A few days later, Olsen's boss sent a summary of his investigative report to the OFR, records show. Again, regulators took no action.
Almeida kept his license for almost a year, long enough to scam more than $1 million from 12 other victims, including former boxer Calvin Washington.
He had been unable to work since he suffered a head injury in the ring in the 1980s, said Hillsborough Consumer Protection Agency investigator Robert Robillard.
Washington lived with his mother, Barbara Spann, in a modest Winter Haven house.
In October 2004, one of Almeida's salesmen showed up and said he represented a government program that helps disabled and elderly homeowners, Spann said.
He offered a refinancing deal that would reduce Washington's mortgage payments and provide nearly $26,000 cash for a new bathroom, new floors and handicap ramps for the front and back doors.
''My son said, 'Mommy, it's going to be a paradise,' '' Spann said.
The work never got done.
Almeida's crew removed burglar bars from some ground-floor windows and power-washed the house, prepping it for the appraisal photo required by the bank, court records show.
That was the last that Washington and Spann saw of them.
The $25,961 that was supposed to go to the renovations wound up in one of Almeida's bank accounts.
Another victim, Rita Gatlin of Bartow, agreed to a new mortgage that would generate $40,949 to pay for a new bedroom and bathroom.
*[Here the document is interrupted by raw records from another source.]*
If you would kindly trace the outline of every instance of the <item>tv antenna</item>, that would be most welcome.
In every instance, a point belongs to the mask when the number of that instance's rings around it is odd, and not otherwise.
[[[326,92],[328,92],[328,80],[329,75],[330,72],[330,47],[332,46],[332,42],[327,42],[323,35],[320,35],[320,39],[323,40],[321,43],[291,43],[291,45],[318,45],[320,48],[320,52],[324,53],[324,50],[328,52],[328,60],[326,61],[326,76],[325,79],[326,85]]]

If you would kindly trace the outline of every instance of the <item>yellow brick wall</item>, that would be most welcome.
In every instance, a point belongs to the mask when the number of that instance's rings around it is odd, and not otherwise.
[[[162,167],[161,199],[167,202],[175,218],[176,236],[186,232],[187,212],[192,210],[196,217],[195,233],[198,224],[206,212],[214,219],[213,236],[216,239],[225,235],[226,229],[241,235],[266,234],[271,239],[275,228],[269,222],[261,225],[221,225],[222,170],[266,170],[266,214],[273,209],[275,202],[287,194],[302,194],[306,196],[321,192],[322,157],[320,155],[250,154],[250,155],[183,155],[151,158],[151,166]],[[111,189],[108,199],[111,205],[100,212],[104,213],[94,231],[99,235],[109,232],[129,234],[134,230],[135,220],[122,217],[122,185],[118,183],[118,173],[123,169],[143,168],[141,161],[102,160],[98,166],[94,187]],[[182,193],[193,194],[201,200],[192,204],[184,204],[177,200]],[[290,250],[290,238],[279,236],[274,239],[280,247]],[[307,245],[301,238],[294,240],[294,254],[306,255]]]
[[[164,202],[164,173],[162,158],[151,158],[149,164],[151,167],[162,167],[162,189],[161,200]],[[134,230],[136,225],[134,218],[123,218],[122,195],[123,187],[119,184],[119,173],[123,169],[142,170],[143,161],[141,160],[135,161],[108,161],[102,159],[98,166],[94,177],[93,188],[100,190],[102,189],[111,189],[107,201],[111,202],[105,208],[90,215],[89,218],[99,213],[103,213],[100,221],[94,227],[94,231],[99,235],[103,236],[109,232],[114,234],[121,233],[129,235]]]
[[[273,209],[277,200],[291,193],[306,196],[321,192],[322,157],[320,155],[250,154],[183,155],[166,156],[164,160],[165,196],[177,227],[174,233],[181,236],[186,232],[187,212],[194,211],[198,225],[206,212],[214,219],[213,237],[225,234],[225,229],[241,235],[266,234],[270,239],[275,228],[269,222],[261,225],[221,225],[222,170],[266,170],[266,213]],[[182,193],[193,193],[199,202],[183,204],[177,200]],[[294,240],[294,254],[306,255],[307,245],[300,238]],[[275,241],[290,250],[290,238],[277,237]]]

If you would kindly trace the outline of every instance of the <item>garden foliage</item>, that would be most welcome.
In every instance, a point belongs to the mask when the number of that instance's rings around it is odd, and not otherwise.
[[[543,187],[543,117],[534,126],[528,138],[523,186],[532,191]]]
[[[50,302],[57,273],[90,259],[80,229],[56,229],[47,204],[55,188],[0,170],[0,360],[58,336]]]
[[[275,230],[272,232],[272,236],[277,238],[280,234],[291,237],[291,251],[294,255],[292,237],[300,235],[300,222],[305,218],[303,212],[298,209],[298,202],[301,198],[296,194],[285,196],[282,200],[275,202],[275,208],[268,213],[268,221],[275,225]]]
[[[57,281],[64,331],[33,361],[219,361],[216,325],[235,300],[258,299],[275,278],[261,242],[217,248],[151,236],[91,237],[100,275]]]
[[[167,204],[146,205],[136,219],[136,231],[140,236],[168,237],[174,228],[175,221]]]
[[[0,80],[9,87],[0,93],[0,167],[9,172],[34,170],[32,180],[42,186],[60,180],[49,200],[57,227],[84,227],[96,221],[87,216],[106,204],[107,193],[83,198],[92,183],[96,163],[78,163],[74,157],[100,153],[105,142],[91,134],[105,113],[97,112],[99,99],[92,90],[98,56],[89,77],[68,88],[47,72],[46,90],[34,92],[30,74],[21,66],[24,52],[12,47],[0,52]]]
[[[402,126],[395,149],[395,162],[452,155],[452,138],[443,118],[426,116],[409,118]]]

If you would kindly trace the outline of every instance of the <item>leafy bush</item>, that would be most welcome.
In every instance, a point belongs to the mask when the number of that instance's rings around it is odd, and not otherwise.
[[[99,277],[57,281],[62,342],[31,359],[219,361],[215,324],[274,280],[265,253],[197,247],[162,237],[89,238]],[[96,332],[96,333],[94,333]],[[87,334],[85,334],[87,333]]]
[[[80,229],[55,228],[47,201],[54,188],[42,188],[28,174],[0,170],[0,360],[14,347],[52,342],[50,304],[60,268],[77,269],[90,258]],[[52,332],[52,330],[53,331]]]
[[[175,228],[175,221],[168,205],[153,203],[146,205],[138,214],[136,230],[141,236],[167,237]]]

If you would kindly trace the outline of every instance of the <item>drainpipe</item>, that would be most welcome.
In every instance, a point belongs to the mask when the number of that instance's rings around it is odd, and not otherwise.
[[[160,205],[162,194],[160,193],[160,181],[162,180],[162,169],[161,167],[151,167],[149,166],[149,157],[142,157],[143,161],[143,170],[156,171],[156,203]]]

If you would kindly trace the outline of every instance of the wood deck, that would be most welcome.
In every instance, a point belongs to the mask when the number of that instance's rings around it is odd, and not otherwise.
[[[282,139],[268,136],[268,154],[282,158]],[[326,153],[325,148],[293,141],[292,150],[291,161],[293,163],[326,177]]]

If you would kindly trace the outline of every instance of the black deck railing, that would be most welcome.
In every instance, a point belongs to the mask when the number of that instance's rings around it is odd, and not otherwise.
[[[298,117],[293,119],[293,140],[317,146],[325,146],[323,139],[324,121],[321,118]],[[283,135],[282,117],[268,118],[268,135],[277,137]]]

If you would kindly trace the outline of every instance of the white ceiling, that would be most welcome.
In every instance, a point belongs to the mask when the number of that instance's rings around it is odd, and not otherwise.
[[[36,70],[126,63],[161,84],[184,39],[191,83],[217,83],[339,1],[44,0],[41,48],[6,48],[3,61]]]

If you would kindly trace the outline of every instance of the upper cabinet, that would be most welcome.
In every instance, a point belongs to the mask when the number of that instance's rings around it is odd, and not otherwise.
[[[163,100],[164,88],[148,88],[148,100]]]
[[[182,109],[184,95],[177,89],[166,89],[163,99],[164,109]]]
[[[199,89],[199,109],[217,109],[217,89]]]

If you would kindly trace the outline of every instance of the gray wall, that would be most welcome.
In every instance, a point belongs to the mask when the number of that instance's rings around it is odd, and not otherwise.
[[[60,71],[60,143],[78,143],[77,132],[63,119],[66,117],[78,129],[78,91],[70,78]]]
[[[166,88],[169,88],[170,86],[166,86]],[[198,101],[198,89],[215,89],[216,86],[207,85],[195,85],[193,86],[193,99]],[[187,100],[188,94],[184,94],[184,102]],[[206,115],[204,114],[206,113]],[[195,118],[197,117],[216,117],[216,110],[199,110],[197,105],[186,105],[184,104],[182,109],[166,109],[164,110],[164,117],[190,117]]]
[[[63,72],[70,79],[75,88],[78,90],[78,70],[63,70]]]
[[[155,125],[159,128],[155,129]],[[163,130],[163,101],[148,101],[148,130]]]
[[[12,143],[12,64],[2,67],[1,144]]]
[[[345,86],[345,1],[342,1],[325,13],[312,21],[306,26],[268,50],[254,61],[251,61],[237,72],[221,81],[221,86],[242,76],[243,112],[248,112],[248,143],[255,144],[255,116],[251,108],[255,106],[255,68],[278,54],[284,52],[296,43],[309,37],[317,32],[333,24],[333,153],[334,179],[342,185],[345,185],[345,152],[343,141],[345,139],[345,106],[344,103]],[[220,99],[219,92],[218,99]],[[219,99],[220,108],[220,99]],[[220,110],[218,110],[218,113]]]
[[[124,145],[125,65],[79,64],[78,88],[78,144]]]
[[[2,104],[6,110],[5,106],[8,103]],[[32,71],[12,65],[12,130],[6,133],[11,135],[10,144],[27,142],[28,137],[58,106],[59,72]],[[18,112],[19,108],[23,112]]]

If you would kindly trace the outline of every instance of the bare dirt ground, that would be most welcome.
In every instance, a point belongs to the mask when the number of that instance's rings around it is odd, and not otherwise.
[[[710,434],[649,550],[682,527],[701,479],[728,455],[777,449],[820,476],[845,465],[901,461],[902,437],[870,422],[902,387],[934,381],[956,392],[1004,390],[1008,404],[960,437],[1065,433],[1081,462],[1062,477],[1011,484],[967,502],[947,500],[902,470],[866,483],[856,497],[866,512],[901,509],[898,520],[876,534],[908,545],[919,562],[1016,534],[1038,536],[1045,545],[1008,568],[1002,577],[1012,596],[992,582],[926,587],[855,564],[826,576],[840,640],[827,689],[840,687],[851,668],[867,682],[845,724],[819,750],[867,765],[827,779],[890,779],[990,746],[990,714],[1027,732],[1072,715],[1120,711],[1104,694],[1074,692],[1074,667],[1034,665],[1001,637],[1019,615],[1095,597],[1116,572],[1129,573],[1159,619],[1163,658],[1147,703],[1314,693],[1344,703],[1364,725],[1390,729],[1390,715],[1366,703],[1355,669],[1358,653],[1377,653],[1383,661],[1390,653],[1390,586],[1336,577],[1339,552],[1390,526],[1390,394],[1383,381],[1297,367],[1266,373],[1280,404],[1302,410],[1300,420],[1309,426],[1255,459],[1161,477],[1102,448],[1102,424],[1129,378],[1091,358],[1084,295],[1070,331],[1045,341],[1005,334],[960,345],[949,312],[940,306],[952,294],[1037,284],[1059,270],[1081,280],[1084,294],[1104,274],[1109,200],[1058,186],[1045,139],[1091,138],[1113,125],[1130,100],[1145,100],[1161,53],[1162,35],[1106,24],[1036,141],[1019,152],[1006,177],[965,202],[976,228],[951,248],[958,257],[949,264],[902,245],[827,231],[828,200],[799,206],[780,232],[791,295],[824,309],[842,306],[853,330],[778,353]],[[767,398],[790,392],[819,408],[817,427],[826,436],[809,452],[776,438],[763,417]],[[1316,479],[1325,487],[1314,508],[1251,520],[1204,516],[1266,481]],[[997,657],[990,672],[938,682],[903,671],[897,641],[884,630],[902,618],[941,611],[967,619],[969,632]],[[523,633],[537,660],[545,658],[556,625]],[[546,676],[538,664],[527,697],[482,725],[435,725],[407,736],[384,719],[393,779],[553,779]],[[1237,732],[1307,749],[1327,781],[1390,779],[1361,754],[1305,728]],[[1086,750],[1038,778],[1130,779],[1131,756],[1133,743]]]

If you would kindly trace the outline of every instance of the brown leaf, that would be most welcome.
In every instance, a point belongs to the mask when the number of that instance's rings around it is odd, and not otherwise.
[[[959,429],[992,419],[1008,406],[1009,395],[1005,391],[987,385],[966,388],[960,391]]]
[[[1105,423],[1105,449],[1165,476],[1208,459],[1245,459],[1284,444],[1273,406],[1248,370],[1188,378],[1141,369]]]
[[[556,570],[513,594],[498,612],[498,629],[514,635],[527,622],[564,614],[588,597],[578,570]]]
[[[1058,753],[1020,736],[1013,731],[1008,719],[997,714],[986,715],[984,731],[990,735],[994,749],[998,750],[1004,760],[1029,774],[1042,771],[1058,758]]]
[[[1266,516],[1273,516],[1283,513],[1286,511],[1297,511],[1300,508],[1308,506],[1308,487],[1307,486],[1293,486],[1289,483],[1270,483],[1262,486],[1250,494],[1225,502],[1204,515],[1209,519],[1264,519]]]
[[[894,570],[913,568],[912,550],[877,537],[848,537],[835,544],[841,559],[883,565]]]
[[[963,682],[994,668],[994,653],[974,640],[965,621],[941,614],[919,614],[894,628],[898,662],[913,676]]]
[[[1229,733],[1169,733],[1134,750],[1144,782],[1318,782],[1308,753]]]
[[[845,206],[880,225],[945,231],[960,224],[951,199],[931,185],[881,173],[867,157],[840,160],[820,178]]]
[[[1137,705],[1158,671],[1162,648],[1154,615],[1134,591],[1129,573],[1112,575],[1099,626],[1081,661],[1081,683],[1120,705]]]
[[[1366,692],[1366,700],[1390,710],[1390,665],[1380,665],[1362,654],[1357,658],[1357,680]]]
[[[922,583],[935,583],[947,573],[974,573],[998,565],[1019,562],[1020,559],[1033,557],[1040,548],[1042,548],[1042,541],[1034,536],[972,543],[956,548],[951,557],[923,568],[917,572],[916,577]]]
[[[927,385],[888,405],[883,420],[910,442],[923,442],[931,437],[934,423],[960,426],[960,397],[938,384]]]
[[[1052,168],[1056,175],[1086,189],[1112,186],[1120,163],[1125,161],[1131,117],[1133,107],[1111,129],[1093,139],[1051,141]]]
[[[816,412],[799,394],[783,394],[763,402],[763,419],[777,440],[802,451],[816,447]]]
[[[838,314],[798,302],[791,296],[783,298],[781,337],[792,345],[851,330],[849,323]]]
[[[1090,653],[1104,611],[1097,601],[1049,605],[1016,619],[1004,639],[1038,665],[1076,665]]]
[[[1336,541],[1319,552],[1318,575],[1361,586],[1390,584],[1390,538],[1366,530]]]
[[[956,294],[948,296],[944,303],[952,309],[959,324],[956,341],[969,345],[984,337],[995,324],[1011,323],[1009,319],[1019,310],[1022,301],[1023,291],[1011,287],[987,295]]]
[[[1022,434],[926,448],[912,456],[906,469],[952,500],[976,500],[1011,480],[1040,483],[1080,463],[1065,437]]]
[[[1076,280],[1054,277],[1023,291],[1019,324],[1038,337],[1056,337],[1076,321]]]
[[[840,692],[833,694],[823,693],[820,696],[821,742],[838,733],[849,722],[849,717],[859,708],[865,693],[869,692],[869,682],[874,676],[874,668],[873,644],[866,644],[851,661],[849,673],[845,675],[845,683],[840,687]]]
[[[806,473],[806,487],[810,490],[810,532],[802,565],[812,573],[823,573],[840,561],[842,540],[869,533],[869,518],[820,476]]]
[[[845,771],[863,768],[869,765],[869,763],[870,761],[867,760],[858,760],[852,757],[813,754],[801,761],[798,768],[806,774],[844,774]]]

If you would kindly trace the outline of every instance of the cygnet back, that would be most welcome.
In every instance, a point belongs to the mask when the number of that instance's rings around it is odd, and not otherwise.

Her check also went into one of Almeida's accounts, with Gatlin's signature forged on the back, court records show.
The same day Gatlin's money was deposited, Sept. 20, 2004, Almeida wrote himself a check from the account for $2,000. Orson Benn, Almeida's contact at Argent Mortgage Co. in New York, which financed the loan, got a check for $3,000. It was one of many kickbacks Almeida sent Benn for approving questionable loan applications, court records show.
Benn is in the Polk County jail, awaiting trial on racketeering charges.
Almeida wrote at least one more check from that account, $12,000 to buy his fiancée a 1 ½-carat diamond engagement ring, court records show.
Gatlin, the borrower, got next to nothing. One day, some Almeida employees showed up and power-washed her house. She said she never saw them again.
POLICE STEP IN
In 2005, the Hillsborough County Consumer Protection Agency got three more disturbing complaints about Almeida.
Still frustrated by the OFR's lack of action, Hillsborough investigators reached out to the Office of the Statewide Prosecutor and the Florida Department of Law Enforcement, said the Hillsborough agency's chief investigator, Kevin Jackson. Their joint investigation led to a wide-ranging racketeering indictment and guilty pleas. Almeida confessed to fleecing 30 people for $2.8 million.